What are the most common products purchased by each income level?

This section of the analysis identifies the top 30 products purchased by each income level. Why 30? 30 represents roughly double the average number of products purchased on each visit to Regork. Remember that the average basket size across all income levels is ~15 items. By examining the top 30 products, we can identify the following:

the top 15 products relate to the products customers are already most likely to purchase
the next 15 identify products that consumer’s already regularly purchase (albeit less frequently)
the opportunity here is that if we can create promotions that incentivize consumers to purchase products in the ranking of 16-30 whenever they purchase items in the ranking of 1-15, overall basket size will increase, and therefore total sales.

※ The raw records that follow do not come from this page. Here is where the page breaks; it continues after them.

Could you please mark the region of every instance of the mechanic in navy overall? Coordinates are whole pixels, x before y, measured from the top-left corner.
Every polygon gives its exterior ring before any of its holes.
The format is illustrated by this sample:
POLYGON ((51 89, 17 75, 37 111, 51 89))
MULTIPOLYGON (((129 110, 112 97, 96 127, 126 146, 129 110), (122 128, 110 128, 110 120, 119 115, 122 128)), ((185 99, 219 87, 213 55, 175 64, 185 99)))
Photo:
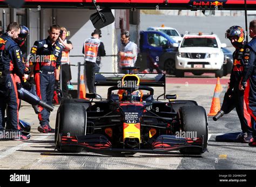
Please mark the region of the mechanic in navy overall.
MULTIPOLYGON (((245 91, 245 100, 251 115, 251 126, 255 136, 256 120, 256 20, 250 23, 250 36, 252 40, 245 45, 243 54, 244 60, 244 74, 239 89, 245 91)), ((253 141, 253 138, 251 138, 253 141)))
POLYGON ((244 60, 242 54, 244 47, 244 30, 239 26, 233 26, 226 31, 226 38, 230 40, 235 48, 233 53, 233 64, 230 75, 230 82, 227 93, 232 95, 235 102, 237 113, 239 118, 242 133, 238 136, 242 142, 249 143, 252 138, 251 116, 245 105, 244 90, 240 90, 239 86, 242 77, 244 60))
POLYGON ((84 42, 82 52, 85 60, 87 87, 90 93, 94 93, 94 74, 99 73, 100 56, 106 56, 106 52, 103 42, 99 40, 102 37, 100 30, 95 30, 91 36, 84 42))
MULTIPOLYGON (((52 106, 55 87, 59 88, 59 81, 62 48, 58 41, 60 27, 52 25, 47 39, 36 41, 30 52, 31 73, 30 81, 36 84, 36 93, 43 102, 52 106)), ((38 119, 41 126, 37 128, 44 133, 54 133, 49 123, 50 111, 39 106, 38 119)))
POLYGON ((119 73, 129 74, 129 70, 122 70, 124 67, 133 67, 137 56, 137 46, 130 41, 130 32, 124 31, 121 33, 121 47, 118 52, 119 73))
POLYGON ((22 62, 22 53, 14 41, 20 32, 19 24, 12 22, 7 27, 7 32, 0 38, 0 131, 4 132, 5 111, 8 105, 5 131, 19 132, 14 139, 23 140, 29 138, 23 136, 18 128, 19 100, 14 75, 19 77, 23 84, 26 82, 23 80, 27 72, 22 62))

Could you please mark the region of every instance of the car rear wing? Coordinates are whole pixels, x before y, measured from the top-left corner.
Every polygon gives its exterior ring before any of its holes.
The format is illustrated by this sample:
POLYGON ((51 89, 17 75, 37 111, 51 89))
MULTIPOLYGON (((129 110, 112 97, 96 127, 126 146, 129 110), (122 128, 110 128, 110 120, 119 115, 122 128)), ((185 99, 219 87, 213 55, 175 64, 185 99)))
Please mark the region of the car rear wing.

Top 30 Products: Low Income

top_low_prods <- df %>%
  filter(income == "low income") %>%
  group_by(product_id) %>%
  summarize(total_quantity = sum(quantity)) %>%
  slice_max(total_quantity, n = 30) %>%
  left_join(products, by = "product_id") %>%
  select(-c(manufacturer_id, package_size))

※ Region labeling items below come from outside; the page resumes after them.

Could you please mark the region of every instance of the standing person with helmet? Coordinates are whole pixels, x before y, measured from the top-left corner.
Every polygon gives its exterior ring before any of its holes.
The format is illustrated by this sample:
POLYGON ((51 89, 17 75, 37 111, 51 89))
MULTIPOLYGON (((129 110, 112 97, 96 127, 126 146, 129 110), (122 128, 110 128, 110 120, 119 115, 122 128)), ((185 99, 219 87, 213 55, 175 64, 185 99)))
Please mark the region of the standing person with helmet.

reactable(top_low_prods, filterable = TRUE, searchable = TRUE, defaultPageSize = 5, highlight = TRUE, bordered = TRUE, striped = TRUE, compact = TRUE)

p1 <- top_low_prods %>%
  slice(1:15) %>%
  ggplot(aes(x = total_quantity, y = product_type)) +
  geom_point(aes(color = department), size = 3) +
  geom_segment(
    aes(x = 0, xend = total_quantity, y = product_type, yend = product_type, color = department),
    linewidth = 0.1
  ) +
  labs(title = "Top 15 Products Purchased by Low Income Households",
       subtitle = "Based on Regork transaction data from 2016-2017",
    x = "Total Quantity Purchased",
    y = "Product"
    
  )

p1

Top 30 Products: Middle Income

top_mid_prods <- df %>%
  filter(income == "middle income") %>%
  group_by(product_id) %>%
  summarize(total_quantity = sum(quantity)) %>%
  slice_max(total_quantity, n = 30) %>%
  left_join(products, by = "product_id") %>%
  select(-c(manufacturer_id, package_size))

reactable(top_mid_prods, filterable = TRUE, searchable = TRUE, defaultPageSize = 5, highlight = TRUE, bordered = TRUE, striped = TRUE, compact = TRUE)

p2 <- top_mid_prods %>%
  slice(1:15) %>%
  ggplot(aes(x = total_quantity, y = product_type)) +
  geom_point(aes(color = department), size = 3) +
  geom_segment(
    aes(x = 0, xend = total_quantity, y = product_type, yend = product_type, color = department),
    linewidth = 0.1
  ) +
  labs(title = "Top 15 Products Purchased by Middle Income Households",
       subtitle = "Based on Regork transaction data from 2016-2017",
    x = "Total Quantity Purchased",
    y = "Product"
    
  )

p2

Top 30 Products: Upper Income

top_up_prods <- df %>%
  filter(income == "upper income") %>%
  group_by(product_id) %>%
  summarize(total_quantity = sum(quantity)) %>%
  slice_max(total_quantity, n = 30) %>%
  left_join(products, by = "product_id") %>%
  select(-c(manufacturer_id, package_size))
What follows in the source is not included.